Tra i programmi Italiani su cui Nesta Italia si sta impegnando, quello Torino Social Impact offre interessanti spunti di riflessione sia sulla visione, che sul processo e le linee d’azione. Il programma intende sostenere la nascita di imprese in grado di rispondere a bisogni sociali emergenti in campi diversi (dall’educazione al lavoro, dalla mobilità alla qualità della vita, dalla salute all’inclusione sociale), trasformando le idee innovative in servizi, prodotti, soluzioni in grado di creare al tempo stesso valore economico e sociale per il territorio e la comunità. Le linee d’azione del programma comprendono: la strutturazione di una piattaforma di comunicazione dei progetti e delle numerose realtà coinvolte favorendo partenariati pubblico-privati volti a l’intensificazione delle reti di relazioni nell’ecosistema urbano; la creazione di un sistema di “living labs a impatto sociale”, individuando aree della città in cui creare condizioni favorevoli (amministrative e regolative) per attirare investimenti infrastrutturali nella sperimentazione di soluzioni tecnologiche ad alto impatto sociale; la realizzazione di un osservatorio permanente sull’evoluzione dell’ecosistema, utile a fornire informazioni utili agli investitori, connettendo l’intera rete di attori con le più importanti iniziative orientate all’imprenditorialità a impatto sociale su scala nazionale e internazionale; promuovere la disponibilità, la raccolta e la standardizzazione di dati e tracce digitali, promuovendo la formazione di capacità di analisi connesse alle architetture dati distribuite quali le blockchain.
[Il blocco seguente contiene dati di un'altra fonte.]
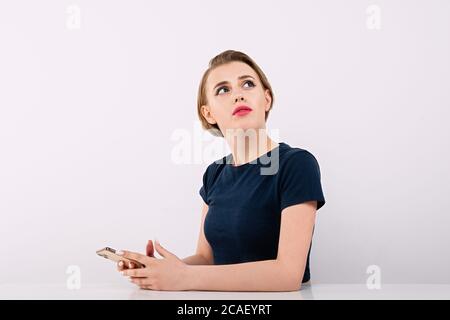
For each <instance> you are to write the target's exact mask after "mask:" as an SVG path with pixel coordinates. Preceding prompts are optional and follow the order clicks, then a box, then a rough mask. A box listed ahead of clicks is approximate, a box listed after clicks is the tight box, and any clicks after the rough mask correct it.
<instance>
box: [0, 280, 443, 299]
mask: <svg viewBox="0 0 450 320" xmlns="http://www.w3.org/2000/svg"><path fill="white" fill-rule="evenodd" d="M0 299H3V300H5V299H6V300H10V299H20V300H29V299H37V300H47V299H57V300H78V299H86V300H128V299H138V300H145V299H149V300H151V299H153V300H180V299H181V300H220V299H223V300H230V299H231V300H241V299H245V300H279V299H281V300H293V299H294V300H329V299H337V300H347V299H359V300H377V299H387V300H393V299H394V300H396V299H406V300H416V299H425V300H428V299H438V300H443V299H445V300H448V299H450V285H449V284H382V285H381V288H380V289H368V288H367V286H366V285H365V284H315V283H311V284H308V285H305V286H303V287H302V288H301V290H300V291H296V292H217V291H152V290H142V289H139V288H138V287H137V286H135V285H134V284H131V283H118V284H82V285H81V287H80V288H79V289H68V288H67V286H66V284H0Z"/></svg>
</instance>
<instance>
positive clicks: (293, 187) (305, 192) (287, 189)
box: [279, 150, 325, 210]
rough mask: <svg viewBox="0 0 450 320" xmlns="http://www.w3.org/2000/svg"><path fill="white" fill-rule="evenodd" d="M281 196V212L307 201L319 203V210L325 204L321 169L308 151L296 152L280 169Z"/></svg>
mask: <svg viewBox="0 0 450 320" xmlns="http://www.w3.org/2000/svg"><path fill="white" fill-rule="evenodd" d="M279 179H280V180H279V195H280V200H281V210H283V209H285V208H287V207H289V206H292V205H295V204H300V203H303V202H306V201H314V200H316V201H317V210H319V209H320V208H321V207H323V205H324V204H325V197H324V195H323V190H322V184H321V176H320V168H319V163H318V162H317V160H316V158H315V157H314V156H313V155H312V154H311V153H310V152H308V151H306V150H296V151H295V152H293V154H291V155H289V157H288V158H287V159H286V162H285V163H284V165H283V167H282V168H280V177H279Z"/></svg>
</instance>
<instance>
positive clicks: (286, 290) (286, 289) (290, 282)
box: [284, 273, 302, 291]
mask: <svg viewBox="0 0 450 320" xmlns="http://www.w3.org/2000/svg"><path fill="white" fill-rule="evenodd" d="M287 275H289V273H287ZM284 287H285V291H299V290H300V289H301V287H302V277H299V276H298V275H296V274H291V276H287V277H286V279H285V281H284Z"/></svg>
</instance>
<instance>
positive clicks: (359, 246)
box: [0, 0, 450, 283]
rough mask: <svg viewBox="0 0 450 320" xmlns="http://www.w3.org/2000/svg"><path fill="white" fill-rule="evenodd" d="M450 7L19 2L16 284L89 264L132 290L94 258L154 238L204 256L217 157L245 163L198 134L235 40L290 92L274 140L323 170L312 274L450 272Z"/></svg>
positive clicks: (393, 279) (134, 247)
mask: <svg viewBox="0 0 450 320" xmlns="http://www.w3.org/2000/svg"><path fill="white" fill-rule="evenodd" d="M449 13H450V2H449V1H445V0H442V1H438V0H432V1H406V0H405V1H399V0H395V1H361V0H359V1H356V0H354V1H350V0H349V1H333V0H329V1H317V0H314V1H261V0H258V1H234V0H229V1H225V2H223V1H181V0H180V1H87V0H86V1H81V0H80V1H56V0H55V1H6V0H2V1H1V2H0V46H1V48H0V214H1V224H0V252H1V263H0V282H1V283H12V282H33V283H36V282H51V283H53V282H54V283H64V282H66V279H67V277H68V274H67V273H66V271H67V270H68V268H69V266H72V265H73V266H77V267H79V268H80V270H81V276H82V283H91V282H99V283H104V282H111V283H112V282H116V281H123V279H122V278H121V277H120V276H119V275H118V274H117V273H116V272H115V270H114V265H113V264H112V263H110V262H107V261H106V260H103V259H101V258H100V257H97V256H96V255H95V250H97V249H99V248H101V247H103V246H112V247H114V248H118V249H119V248H122V249H129V250H136V251H143V250H144V248H145V244H146V241H147V240H148V239H154V238H158V239H159V240H160V242H161V244H162V245H163V246H165V247H166V248H167V249H169V250H171V251H172V252H174V253H175V254H177V255H178V256H179V257H185V256H188V255H191V254H193V253H194V251H195V247H196V241H197V235H198V231H199V224H200V214H201V212H200V210H201V205H202V200H201V198H200V196H199V194H198V190H199V188H200V186H201V183H202V174H203V172H204V170H205V168H206V166H207V165H208V164H209V163H210V162H211V161H212V160H214V159H213V158H214V157H213V156H211V155H210V156H209V157H207V156H205V157H203V156H201V155H202V152H203V151H202V150H205V147H207V146H211V145H212V144H215V145H216V146H223V147H224V149H223V152H222V153H221V154H218V156H222V155H224V154H228V150H227V149H226V148H227V147H226V145H224V144H223V143H224V142H223V141H222V140H221V139H220V138H212V137H211V138H208V134H207V133H206V135H205V133H202V132H201V131H197V130H198V122H197V115H196V94H197V87H198V83H199V80H200V77H201V75H202V73H203V71H204V70H205V68H206V67H207V63H208V61H209V59H210V58H212V57H213V56H214V55H216V54H218V53H219V52H221V51H223V50H226V49H236V50H242V51H244V52H246V53H248V54H249V55H250V56H251V57H253V58H254V59H255V60H256V61H257V63H258V64H259V65H260V66H261V67H262V68H263V70H264V71H265V73H266V74H267V76H268V78H269V80H270V81H271V83H272V86H273V89H274V91H275V95H276V96H275V99H276V102H275V105H274V108H273V111H272V113H271V115H270V118H269V121H268V130H269V132H270V130H274V132H276V133H278V137H276V138H277V140H278V141H284V142H286V143H288V144H290V145H291V146H294V147H301V148H305V149H307V150H309V151H310V152H312V153H313V154H314V155H315V156H316V158H317V159H318V161H319V164H320V168H321V173H322V185H323V189H324V193H325V197H326V200H327V204H326V205H325V206H324V207H323V208H322V209H320V210H319V212H318V217H317V224H316V229H315V234H314V239H313V248H312V252H311V274H312V280H313V281H314V282H316V283H344V282H345V283H365V282H366V280H367V278H368V277H369V274H368V273H367V270H368V268H369V269H370V268H371V267H370V266H372V265H375V266H376V267H378V268H379V270H380V271H381V281H382V283H449V282H450V274H449V272H448V270H450V257H449V243H450V235H449V229H450V228H449V226H450V217H449V211H450V210H449V209H450V198H449V197H448V194H449V187H450V186H449V184H450V183H449V176H450V170H449V165H448V163H449V162H450V159H449V158H450V153H449V136H450V129H449V128H448V120H449V116H450V114H449V107H450V90H449V89H450V88H449V83H450V63H449V57H450V46H449V42H450V19H449ZM196 128H197V129H196ZM180 137H184V138H185V139H186V138H187V139H188V141H190V143H191V147H190V150H191V151H192V154H191V156H190V161H189V157H188V158H187V160H188V161H187V162H185V163H179V161H178V162H177V161H175V160H176V159H175V158H176V157H175V158H174V155H173V152H174V148H175V147H176V146H177V145H178V146H179V144H180ZM186 141H187V140H185V142H186ZM199 155H200V157H199Z"/></svg>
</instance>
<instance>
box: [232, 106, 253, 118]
mask: <svg viewBox="0 0 450 320" xmlns="http://www.w3.org/2000/svg"><path fill="white" fill-rule="evenodd" d="M242 110H246V111H252V110H253V109H252V108H250V107H249V106H246V105H240V106H237V107H236V108H234V110H233V116H234V115H235V114H236V113H237V112H239V111H242Z"/></svg>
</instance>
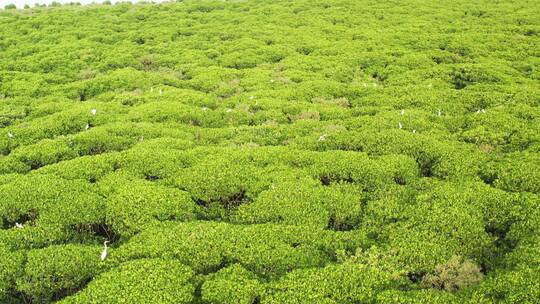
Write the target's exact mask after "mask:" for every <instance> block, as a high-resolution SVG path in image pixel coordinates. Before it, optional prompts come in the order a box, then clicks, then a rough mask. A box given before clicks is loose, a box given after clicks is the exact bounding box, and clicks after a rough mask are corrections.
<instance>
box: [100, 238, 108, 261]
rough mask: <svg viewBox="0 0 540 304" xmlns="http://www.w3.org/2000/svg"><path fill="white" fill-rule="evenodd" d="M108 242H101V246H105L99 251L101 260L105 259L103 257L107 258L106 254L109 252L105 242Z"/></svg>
mask: <svg viewBox="0 0 540 304" xmlns="http://www.w3.org/2000/svg"><path fill="white" fill-rule="evenodd" d="M108 242H109V241H105V242H103V246H104V247H105V248H103V251H102V252H101V260H102V261H105V259H106V258H107V255H108V254H109V248H108V247H107V243H108Z"/></svg>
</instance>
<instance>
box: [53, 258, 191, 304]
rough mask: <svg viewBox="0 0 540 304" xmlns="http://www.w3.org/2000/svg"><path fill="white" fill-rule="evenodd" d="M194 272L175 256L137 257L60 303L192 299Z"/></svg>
mask: <svg viewBox="0 0 540 304" xmlns="http://www.w3.org/2000/svg"><path fill="white" fill-rule="evenodd" d="M192 276H193V272H192V271H191V269H189V267H187V266H184V265H182V264H180V263H178V262H176V261H174V260H168V259H140V260H135V261H131V262H127V263H125V264H122V265H120V266H119V267H118V268H114V269H112V270H110V271H108V272H106V273H103V274H101V275H100V276H98V277H97V278H96V279H95V280H93V281H92V282H91V283H90V284H89V285H88V287H87V288H85V289H84V290H83V291H82V292H80V293H78V294H76V295H75V296H72V297H69V298H66V299H65V300H63V301H60V303H98V302H107V303H191V301H192V300H193V293H194V292H195V287H194V286H193V285H192V284H190V280H191V278H192Z"/></svg>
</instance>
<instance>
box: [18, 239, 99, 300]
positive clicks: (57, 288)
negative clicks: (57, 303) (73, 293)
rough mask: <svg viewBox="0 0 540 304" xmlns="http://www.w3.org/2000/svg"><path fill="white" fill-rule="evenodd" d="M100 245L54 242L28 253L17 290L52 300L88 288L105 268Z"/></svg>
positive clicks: (34, 295)
mask: <svg viewBox="0 0 540 304" xmlns="http://www.w3.org/2000/svg"><path fill="white" fill-rule="evenodd" d="M100 250H101V248H100V247H97V246H86V245H71V244H69V245H54V246H49V247H46V248H43V249H34V250H31V251H29V252H28V254H27V257H26V259H27V260H26V263H25V265H24V272H23V273H22V275H21V277H19V278H18V279H17V290H19V291H20V292H23V293H25V294H26V295H28V296H29V297H30V298H31V299H32V302H35V303H48V302H51V301H52V300H53V299H60V298H62V297H65V296H67V295H70V294H73V293H75V292H77V291H79V290H80V289H82V288H84V287H85V285H86V283H87V282H89V281H90V280H92V278H93V277H94V276H95V275H97V274H98V273H99V272H100V271H101V270H102V266H101V261H100V258H99V255H100Z"/></svg>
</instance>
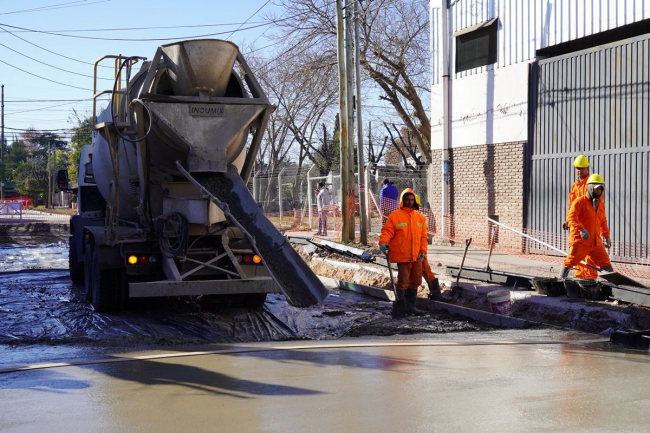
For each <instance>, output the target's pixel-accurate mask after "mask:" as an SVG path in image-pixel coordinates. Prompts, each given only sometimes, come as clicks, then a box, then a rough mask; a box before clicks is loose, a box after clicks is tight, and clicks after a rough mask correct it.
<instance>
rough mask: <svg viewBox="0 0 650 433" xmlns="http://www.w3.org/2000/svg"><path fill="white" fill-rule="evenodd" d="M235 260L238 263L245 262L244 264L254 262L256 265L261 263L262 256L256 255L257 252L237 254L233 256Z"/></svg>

Come sostiene Carola Carazzone “è necessario un cambio di paradigma: bisogna accuratamente selezionare le organizzazioni del terzo settore e investire sulle loro missioni, sui loro obiettivi strategici, espandendo e catalizzando le loro competenze e capacità.” Per fare ciò dobbiamo partire dal locale, da un inquadramento dei contesti capace di trasformare “il modo di finanziare, di investire, di erogare” con “nuove policy e modalità di finanziamento, diverse dai bandi”.
Il ruolo di una fondazione filantropica in questo senso è quello di “ribaltare” gli approcci sull’innovazione e la sostenibilità nei progetti e nelle organizzazioni dei progetti verso una logica di impatto sociale. Con Nesta Italia vogliamo farlo in primo luogo affermando la volontà̀ di realizzare un modello aperto di innovazione che parta dal locale, identificando e mappando opportunità e rischi legate ai contesti e alle risorse messe in campo per gestirle. Da qui lo sforzo di costruire organizzazioni, strumenti e linguaggi condivisi utili alla messa in relazione di individui e soggetti che vivono i sistemi territoriali e urbani, valorizzando le connessioni e condividendo la conoscenza prodotta tramite la ricerca di soluzioni replicabili.
In secondo luogo la necessità di sperimentare politiche e pratiche, restituendo valore all’esordio come espediente di apprendimento utile a identificare limiti e opportunità degli approcci proposti. La necessità di sperimentazione è propedeutica a una seconda fase di policy design frutto di un re-driving collaborativo tra policymaker, practitioner e community, con l’obiettivo di scalare il target delle policy così come gli impatti diretti e indiretti. L’obiettivo finale è dunque la promozione di un cambiamento sistemico che è la sintesi di un processo di ricerca-azione, di confronti aperti (open innovation) e di investimenti nella sperimentazione.